Stop al far west dei monopattini elettrici: la Germania cambia le regole

Scritto il 10/07/2026
da Gabriele Laganà

In Germania approvata una legge che introduce la responsabilità oggettiva per il proprietario del monopattino elettrico

Stretta sui monopattini elettrici in Germania. Le vittime investite da tali mezzi a noleggio sulle strade tedesche potranno ottenere con maggiore facilità un risarcimento dagli operatori grazie a una legge approvata dal Parlamento e che equiparerebbe i veicoli alle automobili sotto il profilo della responsabilità civile. È quanto riporta l'agenzia di stampa tedesca Dpa.

"Chiunque guadagni denaro noleggiando monopattini elettrici deve anche assumersi la responsabilità dei danni causati dai propri veicoli - ha annunciato il ministro della Giustizia Stefanie Hubig-, pertanto il Bundestag introduce la responsabilità oggettiva per il proprietario del veicolo. Ciò significa che il gestore di una flotta di monopattini elettrici deve coprire i costi degli incidenti qualora non sia possibile individuare il responsabile effettivo".

Non solo. Perché la riforma prevede anche una tutela aggiuntiva per chi rimane coinvolto in incidenti causati da monopattini elettrici parcheggiati. In questi casi, infatti, le persone ferite non dovranno più dimostrare che il conducente abbia lasciato il veicolo in modo improprio per poter avanzare una richiesta di risarcimento. La legge si è resa necessaria in quanto gli incidenti con i monopattini elettrici, secondo quanto ha comunicato il governo, sono cresciuti vertiginosamente negli ultimi anni. Si è passati da circa 4.000 nel 2021 a quasi 8.000 nel 2024.

La situazione in Italia

Nel nostro Paese la situazione è diversa. Vi è l’obbligo di identificazione dei monopattini elettrici. Al 30 giugno 2026, come si legge sul sito del Ministero delle Infrastrutture e dei trasporti, sono 133.135 i contrassegni rilasciati a livello nazionale.
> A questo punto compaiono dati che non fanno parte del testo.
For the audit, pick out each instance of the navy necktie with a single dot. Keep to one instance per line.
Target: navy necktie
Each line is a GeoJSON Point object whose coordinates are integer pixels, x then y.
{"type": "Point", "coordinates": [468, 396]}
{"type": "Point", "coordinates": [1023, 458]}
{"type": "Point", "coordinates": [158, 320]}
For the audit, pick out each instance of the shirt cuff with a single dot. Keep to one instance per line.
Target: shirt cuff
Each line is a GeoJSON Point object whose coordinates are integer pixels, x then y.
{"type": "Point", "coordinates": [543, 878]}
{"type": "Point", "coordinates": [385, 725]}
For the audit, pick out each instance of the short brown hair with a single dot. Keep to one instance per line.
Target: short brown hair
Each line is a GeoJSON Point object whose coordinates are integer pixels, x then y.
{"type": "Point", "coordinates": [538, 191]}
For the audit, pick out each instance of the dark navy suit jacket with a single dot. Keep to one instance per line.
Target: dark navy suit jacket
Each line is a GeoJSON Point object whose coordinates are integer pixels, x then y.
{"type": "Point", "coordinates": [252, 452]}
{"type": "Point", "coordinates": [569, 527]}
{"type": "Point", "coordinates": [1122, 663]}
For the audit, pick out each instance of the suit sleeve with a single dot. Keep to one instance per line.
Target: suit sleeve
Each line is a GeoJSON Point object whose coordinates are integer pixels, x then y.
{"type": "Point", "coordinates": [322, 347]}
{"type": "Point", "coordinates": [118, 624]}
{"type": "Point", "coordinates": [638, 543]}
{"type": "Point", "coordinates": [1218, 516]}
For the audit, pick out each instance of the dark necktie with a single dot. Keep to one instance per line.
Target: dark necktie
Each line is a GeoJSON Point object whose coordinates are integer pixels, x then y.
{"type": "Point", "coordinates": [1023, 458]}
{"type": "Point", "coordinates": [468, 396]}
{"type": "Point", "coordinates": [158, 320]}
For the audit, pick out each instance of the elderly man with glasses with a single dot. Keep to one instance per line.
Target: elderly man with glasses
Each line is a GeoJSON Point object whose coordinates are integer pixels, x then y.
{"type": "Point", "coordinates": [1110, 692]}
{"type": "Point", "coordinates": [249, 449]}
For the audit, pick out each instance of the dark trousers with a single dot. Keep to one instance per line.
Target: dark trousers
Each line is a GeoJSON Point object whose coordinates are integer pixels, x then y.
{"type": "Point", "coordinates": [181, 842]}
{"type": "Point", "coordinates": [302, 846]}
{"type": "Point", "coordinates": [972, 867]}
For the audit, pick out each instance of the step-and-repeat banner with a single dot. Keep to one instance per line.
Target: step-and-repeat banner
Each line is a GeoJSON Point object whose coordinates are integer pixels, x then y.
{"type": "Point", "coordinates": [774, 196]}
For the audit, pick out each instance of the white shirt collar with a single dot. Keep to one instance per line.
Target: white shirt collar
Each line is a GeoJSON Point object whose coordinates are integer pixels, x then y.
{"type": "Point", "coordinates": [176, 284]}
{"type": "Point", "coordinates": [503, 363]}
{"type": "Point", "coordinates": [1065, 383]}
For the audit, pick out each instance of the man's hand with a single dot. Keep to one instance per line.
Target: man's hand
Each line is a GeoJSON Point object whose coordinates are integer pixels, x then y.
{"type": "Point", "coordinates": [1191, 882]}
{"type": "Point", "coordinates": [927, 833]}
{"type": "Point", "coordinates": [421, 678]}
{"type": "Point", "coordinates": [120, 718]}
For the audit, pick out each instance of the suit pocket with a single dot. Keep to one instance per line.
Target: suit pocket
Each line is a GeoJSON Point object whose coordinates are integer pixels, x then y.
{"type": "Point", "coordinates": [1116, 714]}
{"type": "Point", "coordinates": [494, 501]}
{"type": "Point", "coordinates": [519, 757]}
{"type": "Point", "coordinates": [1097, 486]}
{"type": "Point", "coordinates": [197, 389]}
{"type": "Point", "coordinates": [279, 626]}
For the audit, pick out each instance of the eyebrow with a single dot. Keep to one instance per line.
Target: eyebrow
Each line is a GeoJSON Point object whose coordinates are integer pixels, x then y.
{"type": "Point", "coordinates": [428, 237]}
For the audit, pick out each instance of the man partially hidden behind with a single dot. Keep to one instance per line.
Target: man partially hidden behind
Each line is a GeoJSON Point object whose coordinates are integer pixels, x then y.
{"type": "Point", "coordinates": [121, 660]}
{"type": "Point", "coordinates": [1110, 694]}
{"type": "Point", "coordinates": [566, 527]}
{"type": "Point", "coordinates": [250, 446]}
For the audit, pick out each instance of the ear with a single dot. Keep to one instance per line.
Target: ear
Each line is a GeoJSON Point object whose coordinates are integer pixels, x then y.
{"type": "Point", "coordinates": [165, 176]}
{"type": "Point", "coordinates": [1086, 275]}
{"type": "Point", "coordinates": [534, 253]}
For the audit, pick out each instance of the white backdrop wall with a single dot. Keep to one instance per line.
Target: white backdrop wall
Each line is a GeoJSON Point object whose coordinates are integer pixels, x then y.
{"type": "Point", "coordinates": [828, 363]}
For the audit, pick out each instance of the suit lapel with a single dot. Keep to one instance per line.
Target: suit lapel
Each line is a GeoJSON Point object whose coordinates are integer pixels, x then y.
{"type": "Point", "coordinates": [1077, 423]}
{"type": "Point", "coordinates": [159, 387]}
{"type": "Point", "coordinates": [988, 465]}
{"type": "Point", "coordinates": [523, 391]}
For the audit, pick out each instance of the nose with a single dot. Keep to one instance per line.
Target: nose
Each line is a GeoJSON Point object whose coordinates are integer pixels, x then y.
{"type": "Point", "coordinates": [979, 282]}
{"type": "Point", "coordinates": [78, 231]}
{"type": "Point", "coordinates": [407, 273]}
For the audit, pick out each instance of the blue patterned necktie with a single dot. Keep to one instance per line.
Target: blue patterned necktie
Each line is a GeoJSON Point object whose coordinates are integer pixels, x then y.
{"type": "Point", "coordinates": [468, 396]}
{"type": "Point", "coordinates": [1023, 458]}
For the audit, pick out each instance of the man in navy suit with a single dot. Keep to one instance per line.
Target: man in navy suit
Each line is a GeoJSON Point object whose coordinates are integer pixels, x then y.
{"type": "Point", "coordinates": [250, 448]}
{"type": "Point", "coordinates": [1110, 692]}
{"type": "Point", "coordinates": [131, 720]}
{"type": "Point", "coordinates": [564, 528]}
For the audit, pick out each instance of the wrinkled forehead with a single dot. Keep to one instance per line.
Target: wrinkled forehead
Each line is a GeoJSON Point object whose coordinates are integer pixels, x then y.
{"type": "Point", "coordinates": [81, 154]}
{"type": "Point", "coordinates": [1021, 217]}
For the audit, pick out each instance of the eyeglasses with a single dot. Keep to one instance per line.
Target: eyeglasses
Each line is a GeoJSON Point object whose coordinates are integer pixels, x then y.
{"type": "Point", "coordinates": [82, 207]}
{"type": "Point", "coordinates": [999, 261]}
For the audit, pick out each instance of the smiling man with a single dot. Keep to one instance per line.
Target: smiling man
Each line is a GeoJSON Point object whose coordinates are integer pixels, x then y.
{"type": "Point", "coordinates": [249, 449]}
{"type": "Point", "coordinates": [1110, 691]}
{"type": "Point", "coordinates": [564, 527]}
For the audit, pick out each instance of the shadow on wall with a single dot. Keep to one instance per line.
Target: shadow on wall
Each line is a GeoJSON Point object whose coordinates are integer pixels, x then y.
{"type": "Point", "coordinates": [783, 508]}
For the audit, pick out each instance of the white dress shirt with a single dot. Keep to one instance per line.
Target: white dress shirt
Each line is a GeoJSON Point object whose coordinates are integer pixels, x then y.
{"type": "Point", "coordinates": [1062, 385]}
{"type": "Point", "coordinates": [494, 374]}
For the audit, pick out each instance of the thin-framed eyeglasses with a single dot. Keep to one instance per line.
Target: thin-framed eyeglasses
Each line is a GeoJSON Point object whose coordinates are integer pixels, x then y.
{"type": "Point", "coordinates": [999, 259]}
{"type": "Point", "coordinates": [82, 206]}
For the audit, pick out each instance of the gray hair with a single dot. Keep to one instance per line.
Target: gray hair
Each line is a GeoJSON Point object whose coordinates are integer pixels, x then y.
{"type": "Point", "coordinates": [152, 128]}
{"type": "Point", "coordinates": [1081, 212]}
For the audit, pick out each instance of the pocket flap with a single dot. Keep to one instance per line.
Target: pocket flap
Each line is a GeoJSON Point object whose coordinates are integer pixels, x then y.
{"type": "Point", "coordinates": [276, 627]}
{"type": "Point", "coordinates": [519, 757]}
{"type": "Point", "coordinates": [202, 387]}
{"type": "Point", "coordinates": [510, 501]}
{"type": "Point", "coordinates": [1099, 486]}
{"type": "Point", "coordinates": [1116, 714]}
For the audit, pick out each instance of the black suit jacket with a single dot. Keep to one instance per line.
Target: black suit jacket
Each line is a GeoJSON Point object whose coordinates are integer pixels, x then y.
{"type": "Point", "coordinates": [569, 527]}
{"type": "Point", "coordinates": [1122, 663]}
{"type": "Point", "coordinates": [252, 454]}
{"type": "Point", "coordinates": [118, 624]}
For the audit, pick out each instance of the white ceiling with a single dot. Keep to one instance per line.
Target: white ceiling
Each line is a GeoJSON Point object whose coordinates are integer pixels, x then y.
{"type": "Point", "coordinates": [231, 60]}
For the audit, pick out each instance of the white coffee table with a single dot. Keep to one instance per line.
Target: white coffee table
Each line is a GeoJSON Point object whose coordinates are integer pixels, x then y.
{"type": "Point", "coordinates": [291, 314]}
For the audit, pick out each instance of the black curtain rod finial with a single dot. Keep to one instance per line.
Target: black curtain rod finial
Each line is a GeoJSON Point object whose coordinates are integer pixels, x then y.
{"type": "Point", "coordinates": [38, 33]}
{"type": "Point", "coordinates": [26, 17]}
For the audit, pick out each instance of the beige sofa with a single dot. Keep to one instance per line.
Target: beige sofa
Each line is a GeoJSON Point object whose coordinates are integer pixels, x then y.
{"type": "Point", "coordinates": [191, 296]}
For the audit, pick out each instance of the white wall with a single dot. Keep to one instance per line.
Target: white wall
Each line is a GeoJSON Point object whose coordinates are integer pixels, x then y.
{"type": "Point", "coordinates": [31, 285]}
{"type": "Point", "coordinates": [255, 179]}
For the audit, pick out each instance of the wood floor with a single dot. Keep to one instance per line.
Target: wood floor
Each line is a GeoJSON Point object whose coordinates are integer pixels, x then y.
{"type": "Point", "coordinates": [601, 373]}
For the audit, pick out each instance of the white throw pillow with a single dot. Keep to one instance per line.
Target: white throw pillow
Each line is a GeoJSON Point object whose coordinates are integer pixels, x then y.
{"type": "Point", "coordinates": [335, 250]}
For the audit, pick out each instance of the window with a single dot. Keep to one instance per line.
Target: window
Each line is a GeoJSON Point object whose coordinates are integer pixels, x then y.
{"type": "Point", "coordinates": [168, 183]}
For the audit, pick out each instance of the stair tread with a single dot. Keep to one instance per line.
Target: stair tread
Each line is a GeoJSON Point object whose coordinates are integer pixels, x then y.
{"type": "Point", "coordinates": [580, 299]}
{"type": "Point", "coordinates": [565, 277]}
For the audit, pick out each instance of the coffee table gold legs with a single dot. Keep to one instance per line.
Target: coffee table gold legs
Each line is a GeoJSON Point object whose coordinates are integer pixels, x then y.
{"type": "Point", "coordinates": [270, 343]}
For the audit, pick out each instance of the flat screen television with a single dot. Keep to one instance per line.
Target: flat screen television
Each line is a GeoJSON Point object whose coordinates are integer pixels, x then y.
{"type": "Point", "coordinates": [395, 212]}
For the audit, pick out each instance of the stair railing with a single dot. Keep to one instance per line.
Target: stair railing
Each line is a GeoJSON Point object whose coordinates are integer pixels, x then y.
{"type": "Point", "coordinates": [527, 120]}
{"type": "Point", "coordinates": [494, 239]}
Numeri imponenti che seguono l’entrata in vigore, lo scorso 16 maggio, della nuova normativa che prevede l’identificazione dei mezzi e dei relativi proprietari.

Milano guida la classifica con 33.316 contrassegni. Segue Roma con 27.900. Insieme, le due principali aree metropolitane concentrano quasi il 46% dei contrassegni già distribuiti in Italia. Il terzo gradino del podio è occupato da Bari con 5.747 contrassegni. Nella top ten figurano Torino con 4.709, Palermo con 3.701, Verona con 2.634, Bergamo con 2.628, Bologna con 2.261, Napoli con 2.173 e Brescia con 2.110.

Per di più va ricordato che scatta il prossimo 17 luglio l'obbligo della Rc auto per chi usa i monopattini. Le società di sharing si sono già adeguate alla nuova normativa. Ora resta da capire come si comporteranno tutti i possessori di tali mezzi che non si sono ancora messi in regola. Le società che fanno sharing, però, hanno fatto sentire la propria voce: "Siamo l'unico segmento autorizzato, controllato e assicurato da sempre", hanno spiegato dall'associazione delle imprese del settore evidenziando che i morti da monopattino "ci sono, ma sullo sharing zero morti dal novembre dal 2021, da quando la legge Rosso (Forza Italia) ha abbassato la velocità a 20 km/h. Norme che noi applichiamo via software su ogni singolo mezzo. Il legislatore ha visto gli incidenti dei privati e ha presentato il conto a noi". Ma scetticismo vi è sulla assicurazione. "L'Rc auto non aggiunge un euro di tutela: ci impone solo polizze più complesse e più care. Il pedone è coperto nello stesso modo, solo noi paghiamo di più".